Save: Saves model to siamese_eye_model.keras

In [8]:
# -----------------------------
# SAVE MODEL
# -----------------------------
def save_siamese_model(model, save_path="siamese_eye_model"):
    """
    Saves the entire model (structure + weights + optimizer state)
    to a .keras format (recommended).
    """
    model.save(save_path)  # Creates a folder or .keras file
    print(f"Model saved to: {save_path}")

# Call it after training:
save_siamese_model(model, "siamese_eye_model.keras")  # Or a folder name


Model saved to: siamese_eye_model.keras


Load: Loads siamese_eye_model.keras.

Note: Must define siamese network functions euclidean_distance() and contrastive_loss(). (Run model definition section)

In [9]:
# -----------------------------
# LOAD MODEL
# -----------------------------
from keras.models import load_model

def euclidean_distance(vects):
    x, y = vects
    return tf.sqrt(tf.reduce_sum(tf.square(x - y), axis=1, keepdims=True))

def contrastive_loss(y_true, y_pred, margin=1.0):
    y_true = tf.cast(y_true, y_pred.dtype)
    square_pred = tf.square(y_pred)
    margin_square = tf.square(tf.maximum(margin - y_pred, 0))
    return tf.reduce_mean(y_true * square_pred + (1 - y_true) * margin_square)


def load_siamese_model(save_path="siamese_eye_model.keras"):
    """
    Loads a saved Siamese model that uses custom contrastive loss.
    """
    return load_model(save_path, custom_objects={"contrastive_loss": contrastive_loss})

# Example:
# loaded_model = load_siamese_model("siamese_eye_model.keras")
# print("Model loaded successfully!")


Eye Identification Definition:

load_gallery_embeddings(model, gallery_root, img_size=IMG_SIZE) - Returns a dictionary containing each person and a list of paths to their images.

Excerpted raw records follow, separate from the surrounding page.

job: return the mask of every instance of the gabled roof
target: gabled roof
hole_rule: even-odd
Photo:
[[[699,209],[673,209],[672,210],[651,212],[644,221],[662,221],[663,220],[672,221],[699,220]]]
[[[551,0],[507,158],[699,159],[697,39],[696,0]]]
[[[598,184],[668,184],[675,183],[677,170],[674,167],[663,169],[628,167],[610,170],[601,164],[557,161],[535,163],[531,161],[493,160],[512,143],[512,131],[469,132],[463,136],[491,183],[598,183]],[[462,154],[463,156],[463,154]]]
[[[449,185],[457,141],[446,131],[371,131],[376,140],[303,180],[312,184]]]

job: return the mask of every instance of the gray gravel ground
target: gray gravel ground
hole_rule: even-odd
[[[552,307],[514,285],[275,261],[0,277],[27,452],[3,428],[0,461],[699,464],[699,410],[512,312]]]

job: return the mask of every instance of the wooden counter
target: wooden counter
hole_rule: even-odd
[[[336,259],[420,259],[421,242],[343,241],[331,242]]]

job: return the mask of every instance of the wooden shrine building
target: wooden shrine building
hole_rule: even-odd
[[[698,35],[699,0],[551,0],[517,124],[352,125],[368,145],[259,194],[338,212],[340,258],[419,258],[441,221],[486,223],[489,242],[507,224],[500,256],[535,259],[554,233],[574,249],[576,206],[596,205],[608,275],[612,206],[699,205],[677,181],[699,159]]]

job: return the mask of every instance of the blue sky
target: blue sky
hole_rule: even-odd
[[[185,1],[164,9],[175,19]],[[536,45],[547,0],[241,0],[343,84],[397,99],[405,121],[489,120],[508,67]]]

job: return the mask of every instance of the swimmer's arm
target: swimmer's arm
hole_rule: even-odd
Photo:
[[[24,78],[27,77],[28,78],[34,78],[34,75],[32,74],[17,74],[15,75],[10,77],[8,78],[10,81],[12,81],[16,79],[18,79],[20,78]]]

identify_eye(model, query_img_path, gallery_dict, margin=1.0, threshold=70.0) - Preprocesses query image, then runs it through the model to compare similarity with each image in the gallery, then computes similarity based on distance output by model.

In [10]:

IMG_SIZE = (105, 105)

def load_gallery_embeddings(model, gallery_root, img_size=IMG_SIZE):
    """
    Loads all images from the gallery and computes embeddings.
    Returns a dict: {identity: [image_paths]}
    """
    gallery_dict = {}
    for identity in os.listdir(gallery_root):
        identity_path = os.path.join(gallery_root, identity)
        if os.path.isdir(identity_path):
            gallery_dict[identity] = [os.path.join(identity_path, f)
                                      for f in os.listdir(identity_path)
                                      if f.lower().endswith((".png", ".jpg", ".jpeg"))]
    return gallery_dict

def identify_eye(model, query_img_path, gallery_dict, margin=1.0, threshold=70.0):
    """
    Identify the identity of a query eye image.
    - model: trained Siamese network
    - query_img_path: path to the query image
    - gallery_dict: {identity: [list of image paths]}
    - margin: used for similarity scaling
    - threshold: minimum similarity (%) to accept as known identity
    """
    # Load and preprocess query image
    query_img = image.load_img(query_img_path, target_size=IMG_SIZE)
    query_img = image.img_to_array(query_img) / 255.0
    query_img = np.expand_dims(query_img, axis=0)

    identity_scores = {}

    for identity, img_paths in gallery_dict.items():
        similarities = []
        for g_path in img_paths:
            try:
                g_img = image.load_img(g_path, target_size=IMG_SIZE)
                g_img = image.img_to_array(g_img)/255.0
                g_img = np.expand_dims(g_img, axis=0)
                distance = float(model.predict([query_img, g_img], verbose=0)[0,0])
                similarity = (1 - np.tanh(distance / margin)) * 100
                similarities.append(similarity)
            except Exception as e:
                print(f"Skipping {g_path}: {e}")
        if similarities:
            # Take maximum similarity among images for this identity
            identity_scores[identity] = max(similarities)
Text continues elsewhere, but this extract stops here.